Stocks rally as Beijing scotches tax rumour
Jamil Anderlini in Beijing
Mainland shares bounce back 3.9pc from the sharpest fall in decade after officials rule out plans on capital gains
Mainland stocks rebounded yesterday from their biggest fall in a decade as investors hunted for bargains after the government said it had no plans to introduce a capital gains tax on stock earnings.
While other Asian markets, including Hong Kong, continued the slide triggered by the Shanghai Composite Index's 8.84 per cent dive on Tuesday, the index rose 3.94 per cent to close at 2,881.073 points, in a clear sign of continuing bullish sentiment.

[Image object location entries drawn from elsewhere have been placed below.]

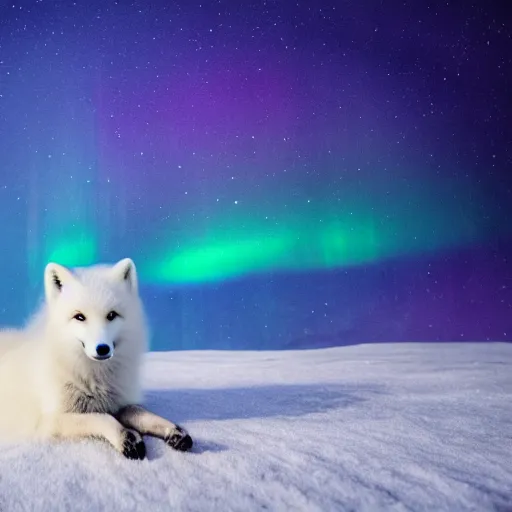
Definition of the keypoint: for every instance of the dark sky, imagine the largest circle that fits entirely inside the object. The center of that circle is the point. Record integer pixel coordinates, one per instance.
(214, 141)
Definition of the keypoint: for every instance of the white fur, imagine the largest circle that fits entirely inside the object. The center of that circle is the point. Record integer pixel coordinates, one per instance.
(46, 375)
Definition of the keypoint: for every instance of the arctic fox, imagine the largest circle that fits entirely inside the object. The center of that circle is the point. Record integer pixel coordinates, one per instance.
(74, 371)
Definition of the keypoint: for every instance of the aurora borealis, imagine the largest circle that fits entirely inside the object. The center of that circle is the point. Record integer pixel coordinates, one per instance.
(260, 161)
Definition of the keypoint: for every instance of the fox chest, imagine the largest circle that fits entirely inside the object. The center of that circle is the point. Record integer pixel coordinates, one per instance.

In state-owned press reports yesterday, officials denied rumours the government planned to introduce a capital gains tax on stock transactions.

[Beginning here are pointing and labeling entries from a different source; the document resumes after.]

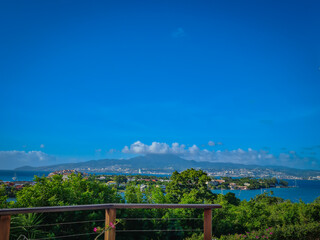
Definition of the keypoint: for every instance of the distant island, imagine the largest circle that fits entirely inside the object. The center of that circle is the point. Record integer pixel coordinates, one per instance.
(167, 163)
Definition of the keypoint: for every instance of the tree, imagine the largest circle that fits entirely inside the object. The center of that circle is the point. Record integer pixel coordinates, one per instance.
(181, 184)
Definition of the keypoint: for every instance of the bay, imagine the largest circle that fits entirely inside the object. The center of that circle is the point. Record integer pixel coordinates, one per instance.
(307, 191)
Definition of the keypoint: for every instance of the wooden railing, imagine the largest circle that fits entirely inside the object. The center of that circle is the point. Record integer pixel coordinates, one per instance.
(110, 214)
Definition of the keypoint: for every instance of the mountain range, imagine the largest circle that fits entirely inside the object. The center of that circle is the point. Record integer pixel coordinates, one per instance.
(167, 163)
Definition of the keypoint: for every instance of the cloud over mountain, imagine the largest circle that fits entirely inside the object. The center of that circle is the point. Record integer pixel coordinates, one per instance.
(249, 156)
(10, 159)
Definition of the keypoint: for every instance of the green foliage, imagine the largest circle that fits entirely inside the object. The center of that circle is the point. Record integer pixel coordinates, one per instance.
(251, 218)
(58, 192)
(283, 183)
(3, 197)
(22, 225)
(120, 179)
(188, 182)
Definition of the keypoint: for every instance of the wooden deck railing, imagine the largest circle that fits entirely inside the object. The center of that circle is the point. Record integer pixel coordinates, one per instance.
(110, 211)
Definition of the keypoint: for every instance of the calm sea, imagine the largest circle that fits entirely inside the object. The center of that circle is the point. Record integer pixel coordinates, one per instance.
(306, 191)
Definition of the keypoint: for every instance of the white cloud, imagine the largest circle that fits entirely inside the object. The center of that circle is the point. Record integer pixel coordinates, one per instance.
(13, 159)
(249, 156)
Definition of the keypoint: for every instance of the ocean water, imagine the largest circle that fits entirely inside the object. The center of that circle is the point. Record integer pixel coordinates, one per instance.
(307, 191)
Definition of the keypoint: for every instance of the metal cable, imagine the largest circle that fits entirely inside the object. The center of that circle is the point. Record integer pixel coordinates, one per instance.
(102, 220)
(142, 219)
(162, 230)
(65, 236)
(53, 224)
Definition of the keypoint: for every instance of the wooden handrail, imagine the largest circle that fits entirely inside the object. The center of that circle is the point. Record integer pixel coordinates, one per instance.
(110, 209)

The China Securities Regulatory Commission also said it had no plans to set up a unit to investigate trading irregularities.
'There are already two departments in the CSRC responsible for investigating violations and along with the local-level investigative authorities these are sufficient to deal with any problems that arise,' spokesman Liu Fuhua said.
These rumours, along with massive mutual fund redemptions and expectations of an imminent interest rate rise, fuelled Tuesday's panic selling that helped push more than 900 of the 1,350 or so A-share companies down by their daily 10 per cent limit. 'This is a normal correction after China's stock market rose too fast in the past months,' CSRC director Zhu Jian said in a Bloomberg interview.
Adding to the problem was the flotation of large amounts of previously non-tradable state shares.
In the past few days, more than a dozen A-share companies announced that their shares were unloaded by majority shareholders, who are largely provincial governments. Among them were Sany Heavy Machinery, Citic Securities, ZTE Corp and Lu Zhou Lao Jao, which completed the share reform in mid-2005.
To win support for the share reform, state authorities had promised not to sell state shares for at least 18 months. About 26 billion yuan worth of state shares were available for sale in the market last month as the lock-up period expired. A further 40 billion yuan will be free to be sold this month.
For probably the first time since the mainland's stock markets were established in 1990, the precipitous drop roiled global markets and helped push the Dow Jones Industrial Average in New York down as much as 4.3 per cent at one point.
'It is truly bizarre to see the Shanghai market affecting the world like this,' Standard Chartered economist Stephen Green said. 'Basically, it was the straw that broke the camel's back, coming as it did after bearish comments from [former Federal Reserve chief] Alan Greenspan, a string of bad news out of the US and worries over Iran. Ironically, nothing really changed in China and sentiment is still strong and fundamentally bullish.'
Markets across the region continued to decline yesterday, with the Hang Seng Index falling 2.46 per cent, the Nikkei-225 Index dropping 2.85 per cent, the Korea Composite Index dipping 2.56 per cent and Mumbai's Sensex Index slipping 4.01 per cent.
Meanwhile, the last of the 116 companies listed on the Shenzhen small and medium enterprises board finished reporting their earnings for last year yesterday, posting an average 25.16 per cent rise in profits on the back of a 30.13 per cent jump in revenue.
Another boost for the market was provided by the news that small and medium-sized insurers will be allowed to start investing in stocks by appointing trustees.